3.5 Logging and auditing

All potentially risky activity is recorded in the Windows Event Log as many enterprise applications do, greatly facilitating forensic analysis after an attempted cyberattack. Here is an example showing the logging of the attempts to encrypt files by ransomware CryptoWall, which fail due to the FinalAV Security real-time sandboxing.

3.6 Signature-based detection

That said, we do also support the traditional hash signature-based detection against a “black list” of known malware as most commercial anti-virus do. However, we are well aware that this has become a scale game, and we assume that a large part of malware in the wild will not be in anyone’s “black lists”.

Conclusion

We think the FinalAV Security framework is better suited for the current cybersecurity threats, as cybercrime has become a professionalised industry and their scale and capabilities are simply overwhelming the traditional defences. Hackers operate like tech startups, complete with help desks, marketing teams, and sophisticated R&D departments, and are often backed by organised crime.

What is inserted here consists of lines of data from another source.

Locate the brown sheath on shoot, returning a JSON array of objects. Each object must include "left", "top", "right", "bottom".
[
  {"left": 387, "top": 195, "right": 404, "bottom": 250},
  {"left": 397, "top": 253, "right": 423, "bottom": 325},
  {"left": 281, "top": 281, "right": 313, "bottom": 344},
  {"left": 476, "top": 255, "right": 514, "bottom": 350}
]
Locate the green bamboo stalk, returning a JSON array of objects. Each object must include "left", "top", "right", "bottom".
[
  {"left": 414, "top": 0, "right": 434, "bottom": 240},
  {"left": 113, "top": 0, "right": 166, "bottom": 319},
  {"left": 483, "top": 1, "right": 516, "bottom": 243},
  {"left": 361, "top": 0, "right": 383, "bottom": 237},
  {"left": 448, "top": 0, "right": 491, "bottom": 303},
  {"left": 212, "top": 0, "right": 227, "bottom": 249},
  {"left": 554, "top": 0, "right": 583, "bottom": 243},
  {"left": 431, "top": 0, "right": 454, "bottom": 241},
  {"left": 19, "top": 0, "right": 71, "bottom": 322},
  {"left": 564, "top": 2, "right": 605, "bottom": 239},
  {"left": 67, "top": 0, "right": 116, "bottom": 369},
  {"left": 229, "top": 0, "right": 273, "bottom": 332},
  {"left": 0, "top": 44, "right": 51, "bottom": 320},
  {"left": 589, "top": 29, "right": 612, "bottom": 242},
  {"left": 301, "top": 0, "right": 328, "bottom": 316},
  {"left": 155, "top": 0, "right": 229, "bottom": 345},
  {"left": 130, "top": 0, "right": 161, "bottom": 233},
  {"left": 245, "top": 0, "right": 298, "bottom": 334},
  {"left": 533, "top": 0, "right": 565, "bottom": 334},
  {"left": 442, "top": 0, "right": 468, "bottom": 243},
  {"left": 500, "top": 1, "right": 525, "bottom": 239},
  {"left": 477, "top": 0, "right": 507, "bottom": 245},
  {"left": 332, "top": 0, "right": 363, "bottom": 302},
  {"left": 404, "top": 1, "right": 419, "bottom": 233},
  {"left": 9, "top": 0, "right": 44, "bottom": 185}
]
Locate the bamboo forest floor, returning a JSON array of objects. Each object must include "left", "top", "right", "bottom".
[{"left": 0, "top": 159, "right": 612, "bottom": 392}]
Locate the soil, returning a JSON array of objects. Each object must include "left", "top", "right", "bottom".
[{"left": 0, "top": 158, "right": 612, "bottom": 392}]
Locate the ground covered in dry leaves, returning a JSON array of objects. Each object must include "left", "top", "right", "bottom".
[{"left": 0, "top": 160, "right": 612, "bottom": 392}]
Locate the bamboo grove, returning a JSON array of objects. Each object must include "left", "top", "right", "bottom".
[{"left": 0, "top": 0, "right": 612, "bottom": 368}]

Arguably, the FinalAV Security modes is akin to just applying the common sense that is prevalent in other industrial sectors. Would anybody seriously consider installing machinery in one’s manufacturing plant that is developed by an unknown vendor who is not legally liable if the machinery actually behaves maliciously effectively destroying your plant? Surprisingly, while that is unthinkable in the industrial sector, appears to be somewhat acceptable in IT.